Il fut un temps, assez long, où le partage de textes à peine plus étendus qu’un quatrain constituait une activité sociale aussi répandue que le coup de téléphone ou le 5 à 7 d’aujourd’hui. Fouinant dans la poésie française de la Renaissance à aujourd’hui, Claude Gagnière exhume une série de traits témoignant d’une culture de la parole qui nous semble déjà bien loin.
La compilation recense trois types de pièces : d’abord les épigrammes cruelles, ensuite des madrigaux, plus tendres, et enfin des « fantaisies », vers ludiques accordés à des circonstances très diverses. Il ne s’agit cependant pas d’un dictionnaire. L’auteur regroupe les morceaux selon une liste alphabétique de thèmes, entourant chacun d’une introduction et d’un commentaire à saveur historique, où la délectation esthétique et le plaisir de l’anecdote sont de mise. Le volume échappe ainsi à la futilité d’une simple anthologie, car en nous rendant sensibles au contexte d’émergence de ces petites attaques ou caresses il nous offre en partage une étonnante étude de mœurs.

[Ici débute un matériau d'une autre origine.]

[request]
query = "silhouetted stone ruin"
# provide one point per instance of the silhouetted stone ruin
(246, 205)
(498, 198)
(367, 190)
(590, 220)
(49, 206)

Ainsi, à la rubrique « Foutre ! », Claude Gagnière prend d’abord soin de nous entretenir de l’utilisation des jurons dans la société d’autrefois, en ne manquant pas de citer quelques occurrences cocasses. Par ailleurs, la rubrique « Pucelage » nous en apprend long sur l’appétit sexuel d’Henri IV qui, à peine quelques semaines après la mort de sa femme, déboursa cent mille écus et quelques territoires pour une jeune vierge.
Comme il fallait s’y attendre, ce « temps où l’on savait se venger d’un bon mot par un autre bon mot » est surtout représenté par les XVIIe et XVIIIe siècles. On traque toutefois des relents de la tradition jusqu’au siècle d’Apollinaire et de Mallarmé. Une «fantaisie » de ce dernier a d’ailleurs fait naître l’art postal : rédiger le nom et l’adresse de certains destinataires de ses lettres sous forme de quatrain !
À parcourir dans le désordre cet ouvrage, on en vient à se laisser prendre au plaisir des mots entretenu par Claude Gagnière, qui a réussi un bel équilibre entre la légèreté du sujet et la rigueur, l’intérêt des observations.